Everyone within an organization must embrace cybersecurity protocol
Employee negligence, such as clicking on a suspicious link, is the biggest cybersecurity risk for businesses. So for a cybersecurity program to be successful, it must be a top-down initiative with ongoing communication from the C-suite to all employees, Jodka said.
Employees also need to know who to call and what to do if they're faced with a potential cyberattack, and if there's disciplinary action for negligence. Organizations should hold regular training on cybersecurity, including testing employees' abilities to recognize phishing attempts, White said. Training should also cover industry-specific data protection regulations, such as the Health Insurance Portability and Accountability Act (HIPAA) in the healthcare sector. Regular reminders about cybersecurity will keep it fresh on everyone's mind, too.
According to PwC's Workforce Pulse Survey from July, just 30% of employees said they received training on protecting company and personal data and information, even though about 70% of technology officers said they increased cybersecurity training because of the pandemic. And 23% of employees said their organization didn't offer a "compelling case" for good cybersecurity practices, and less than 30% said their employer provided a device for them to use while working remotely without having to use their own personal equipment.

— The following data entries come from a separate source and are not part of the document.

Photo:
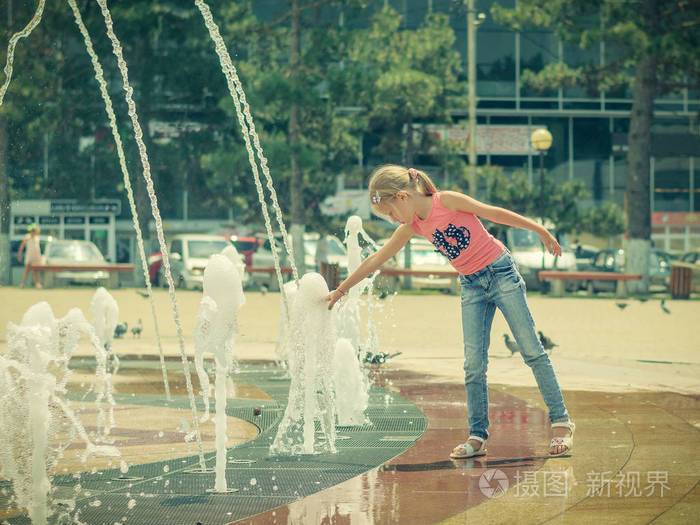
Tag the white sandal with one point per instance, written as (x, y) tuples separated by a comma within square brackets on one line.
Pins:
[(566, 441), (469, 451)]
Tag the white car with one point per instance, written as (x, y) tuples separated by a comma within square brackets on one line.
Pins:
[(76, 253), (188, 255), (262, 257), (424, 257), (531, 257)]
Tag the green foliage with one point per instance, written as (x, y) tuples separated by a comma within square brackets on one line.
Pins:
[(672, 35), (399, 77), (605, 220)]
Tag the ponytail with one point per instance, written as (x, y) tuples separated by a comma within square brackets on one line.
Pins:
[(386, 181)]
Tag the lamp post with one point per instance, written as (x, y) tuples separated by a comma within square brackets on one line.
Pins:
[(541, 140), (473, 20)]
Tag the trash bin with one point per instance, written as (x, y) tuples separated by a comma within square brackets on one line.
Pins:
[(681, 281), (331, 273)]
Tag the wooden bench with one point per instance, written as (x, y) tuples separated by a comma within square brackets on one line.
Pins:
[(559, 278), (113, 271)]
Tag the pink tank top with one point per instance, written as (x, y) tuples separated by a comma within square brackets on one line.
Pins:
[(459, 236)]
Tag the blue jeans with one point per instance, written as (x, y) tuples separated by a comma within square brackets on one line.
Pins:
[(500, 285)]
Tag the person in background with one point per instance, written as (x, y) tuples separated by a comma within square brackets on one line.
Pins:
[(32, 255)]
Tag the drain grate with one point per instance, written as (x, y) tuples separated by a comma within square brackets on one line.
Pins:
[(258, 482)]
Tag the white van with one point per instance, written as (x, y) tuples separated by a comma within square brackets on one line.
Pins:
[(531, 257), (188, 255)]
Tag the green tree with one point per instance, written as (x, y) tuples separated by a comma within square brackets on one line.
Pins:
[(401, 78), (652, 46)]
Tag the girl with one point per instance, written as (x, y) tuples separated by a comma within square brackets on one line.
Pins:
[(32, 256), (488, 278)]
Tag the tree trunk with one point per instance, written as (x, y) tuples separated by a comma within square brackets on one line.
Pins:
[(637, 194), (5, 252), (296, 193), (407, 280)]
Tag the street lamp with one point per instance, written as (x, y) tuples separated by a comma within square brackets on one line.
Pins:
[(474, 18), (541, 140)]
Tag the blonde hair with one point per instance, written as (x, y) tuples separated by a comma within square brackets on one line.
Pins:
[(386, 181)]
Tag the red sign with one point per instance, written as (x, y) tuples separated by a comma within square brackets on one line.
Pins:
[(675, 218)]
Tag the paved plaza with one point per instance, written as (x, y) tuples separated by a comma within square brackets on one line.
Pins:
[(630, 378)]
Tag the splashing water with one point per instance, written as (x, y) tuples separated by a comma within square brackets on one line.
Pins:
[(311, 337), (138, 134), (247, 125), (99, 75), (283, 349), (351, 393), (24, 33), (349, 310), (34, 412), (355, 391), (105, 316), (217, 322)]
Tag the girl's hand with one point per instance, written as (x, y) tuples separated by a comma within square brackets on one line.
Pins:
[(550, 243), (334, 297)]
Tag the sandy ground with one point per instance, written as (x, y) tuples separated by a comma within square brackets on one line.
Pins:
[(601, 347)]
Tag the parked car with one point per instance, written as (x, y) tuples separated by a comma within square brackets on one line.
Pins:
[(188, 255), (335, 252), (76, 253), (614, 261), (246, 246), (424, 257), (530, 257), (693, 257)]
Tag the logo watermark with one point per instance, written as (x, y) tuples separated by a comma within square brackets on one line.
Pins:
[(494, 483)]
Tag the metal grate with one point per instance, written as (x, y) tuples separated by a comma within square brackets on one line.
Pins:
[(261, 482)]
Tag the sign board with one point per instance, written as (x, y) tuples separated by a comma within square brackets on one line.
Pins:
[(675, 218), (86, 207), (490, 140)]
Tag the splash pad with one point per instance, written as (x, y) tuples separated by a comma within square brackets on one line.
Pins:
[(314, 409)]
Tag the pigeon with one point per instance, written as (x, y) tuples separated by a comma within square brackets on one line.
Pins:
[(547, 343), (379, 358), (136, 330), (512, 345), (120, 330)]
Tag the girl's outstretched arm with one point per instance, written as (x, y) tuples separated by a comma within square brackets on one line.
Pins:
[(456, 201), (397, 241)]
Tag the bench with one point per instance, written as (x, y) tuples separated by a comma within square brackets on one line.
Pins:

Data breaches from cyberattacks could land company leaders in legal trouble, Jodka said. In January 2019, former officers and directors of Yahoo agreed to pay $29 million to settle claims that they had mishandled customer data during several cyberattacks from 2013 to 2016 that compromised three billion user accounts.
The Yahoo case "changed the game," Jodka said, showing that cybercrime could be seen as a breach of the duty of care and duty of loyalty that officers and boards of directors have to their organizations.
As the transition to remote work continues, cyberthreats will likely intensify, and investing in cybersecurity to tighten security remains a critical issue for businesses of all sizes.
"The issue is still significant as thousands and thousands of dollars continue to go out the door in response to these phishing and other schemes," Jodka said.